Looking at the excellent Semantic info mockup for “Markus Mustermann”, for each object it mentions there are three “go to” actions: 1. View semantic info about that object (like a semantic browser), 2. Open the object, 3. View the object in context (open the file folder or mail folder or music collection that contains it). Hmmm.
well.. thx for the nice and very interesting article… i really wonder how they are going to solve the above mentioned problem with moving files.. and escepecially when you copy the file onto another pc (also with kde4)… what’s going to happen to the meta data… for example when you send someone some photos with comments.. are they going to be lost? and what about windows.. the comments are also lost or am I wrong? (will this be also platform independable like many parts of kde4?)
skierpage: First: since I’m not a developer you should not lay to much weight into my answers. If you are unsure you might also want to access the Nepomuk e-mail list.
However, about the MP3 file example: these meta data are, in the first place, stored in the file itself. MP3 files have a specific place for storing such data. However, just as with Amarok, every music application needs (!) a database for all these metadata – they simply copy all these data to a database to know which files they have. So in this case all meta data are in both, the storage backend and in the file.
About strigi: I think strigi will become intelligent in the way that realizes which files are already in the database and which not. But I’m not sure how far the development is yet regarding this topic.

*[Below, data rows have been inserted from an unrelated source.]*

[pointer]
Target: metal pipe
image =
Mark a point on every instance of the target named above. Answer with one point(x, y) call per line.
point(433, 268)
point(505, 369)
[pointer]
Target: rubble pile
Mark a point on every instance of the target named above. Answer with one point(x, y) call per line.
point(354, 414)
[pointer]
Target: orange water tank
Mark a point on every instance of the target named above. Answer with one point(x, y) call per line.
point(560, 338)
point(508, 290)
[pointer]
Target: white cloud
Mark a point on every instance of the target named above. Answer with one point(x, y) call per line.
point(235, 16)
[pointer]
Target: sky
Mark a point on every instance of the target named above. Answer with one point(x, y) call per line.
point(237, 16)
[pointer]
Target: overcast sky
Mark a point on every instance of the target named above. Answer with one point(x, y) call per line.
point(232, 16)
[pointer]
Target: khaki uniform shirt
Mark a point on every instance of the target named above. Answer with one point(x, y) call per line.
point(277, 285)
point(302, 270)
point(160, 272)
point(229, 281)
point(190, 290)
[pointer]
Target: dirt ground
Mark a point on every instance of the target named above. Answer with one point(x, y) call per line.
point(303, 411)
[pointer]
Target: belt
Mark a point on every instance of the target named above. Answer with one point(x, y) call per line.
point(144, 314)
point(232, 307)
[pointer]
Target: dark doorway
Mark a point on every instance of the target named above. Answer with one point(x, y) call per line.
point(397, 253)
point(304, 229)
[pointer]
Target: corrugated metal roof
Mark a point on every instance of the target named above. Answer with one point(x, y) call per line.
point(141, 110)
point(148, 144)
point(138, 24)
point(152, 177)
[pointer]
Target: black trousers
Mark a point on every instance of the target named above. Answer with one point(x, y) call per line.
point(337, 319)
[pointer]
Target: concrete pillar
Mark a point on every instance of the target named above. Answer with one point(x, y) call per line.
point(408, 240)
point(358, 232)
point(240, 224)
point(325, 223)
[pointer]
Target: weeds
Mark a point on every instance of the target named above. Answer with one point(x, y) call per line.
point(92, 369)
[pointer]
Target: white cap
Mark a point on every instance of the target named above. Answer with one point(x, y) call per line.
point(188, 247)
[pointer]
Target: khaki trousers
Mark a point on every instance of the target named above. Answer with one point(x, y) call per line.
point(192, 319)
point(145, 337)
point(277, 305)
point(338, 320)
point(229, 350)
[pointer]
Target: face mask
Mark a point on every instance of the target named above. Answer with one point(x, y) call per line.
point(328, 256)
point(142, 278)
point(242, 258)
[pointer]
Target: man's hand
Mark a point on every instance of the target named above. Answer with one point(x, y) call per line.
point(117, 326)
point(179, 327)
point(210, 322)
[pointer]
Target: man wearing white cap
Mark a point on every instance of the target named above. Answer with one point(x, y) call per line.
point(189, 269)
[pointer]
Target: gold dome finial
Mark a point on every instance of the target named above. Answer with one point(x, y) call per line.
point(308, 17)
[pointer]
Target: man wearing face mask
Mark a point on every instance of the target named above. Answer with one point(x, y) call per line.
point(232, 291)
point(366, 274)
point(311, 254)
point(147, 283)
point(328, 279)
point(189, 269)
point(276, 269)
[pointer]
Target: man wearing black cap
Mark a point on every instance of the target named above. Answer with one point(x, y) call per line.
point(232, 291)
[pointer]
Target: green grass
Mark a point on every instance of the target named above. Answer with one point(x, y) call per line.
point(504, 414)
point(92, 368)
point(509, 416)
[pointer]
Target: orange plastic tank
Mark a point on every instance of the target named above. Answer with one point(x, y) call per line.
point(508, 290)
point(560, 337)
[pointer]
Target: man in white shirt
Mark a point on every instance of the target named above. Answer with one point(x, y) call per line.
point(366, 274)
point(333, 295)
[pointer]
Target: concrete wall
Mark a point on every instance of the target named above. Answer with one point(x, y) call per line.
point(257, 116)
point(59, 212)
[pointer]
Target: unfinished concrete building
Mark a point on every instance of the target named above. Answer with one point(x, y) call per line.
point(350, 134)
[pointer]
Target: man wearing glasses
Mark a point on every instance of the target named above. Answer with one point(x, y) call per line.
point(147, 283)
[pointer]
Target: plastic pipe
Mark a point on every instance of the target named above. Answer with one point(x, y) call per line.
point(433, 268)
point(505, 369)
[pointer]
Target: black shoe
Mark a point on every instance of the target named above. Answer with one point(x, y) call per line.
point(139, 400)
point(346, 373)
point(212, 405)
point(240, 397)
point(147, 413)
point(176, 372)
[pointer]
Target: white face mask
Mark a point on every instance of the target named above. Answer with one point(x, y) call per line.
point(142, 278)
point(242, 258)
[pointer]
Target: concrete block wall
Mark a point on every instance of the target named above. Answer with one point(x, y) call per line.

LordBernhard, about copying files to other PCs: the Nepomuk project (the KDE integration is actually just a smaller part of it) addresses some questions and the long term aim is to provide a P2P solution for exchanging data together with their meta data.
If you just copy the files themselves, say, to a USB stick, the metadata is most likely lost (except maybe for files which already support meta data natively, like images or music files). At least that’s the current state.
About the knepomuk name: I guess you’re not using it any longer, but if you do I would like to suggest Kumopen.
Other article, other translation: I noticed a lot of people agree with the first one! If something goes wrong with this or the other, please, let me know!
furester: Wow, nice, thanks!
I will post links to them.
“Recently Sebastian Trüg held a presentation about Nepokumk-KDE”
>If the store remembers info about stuff even after you get rid of it it can serve as a journal or activity history.
sounds like self-incrimination to me!!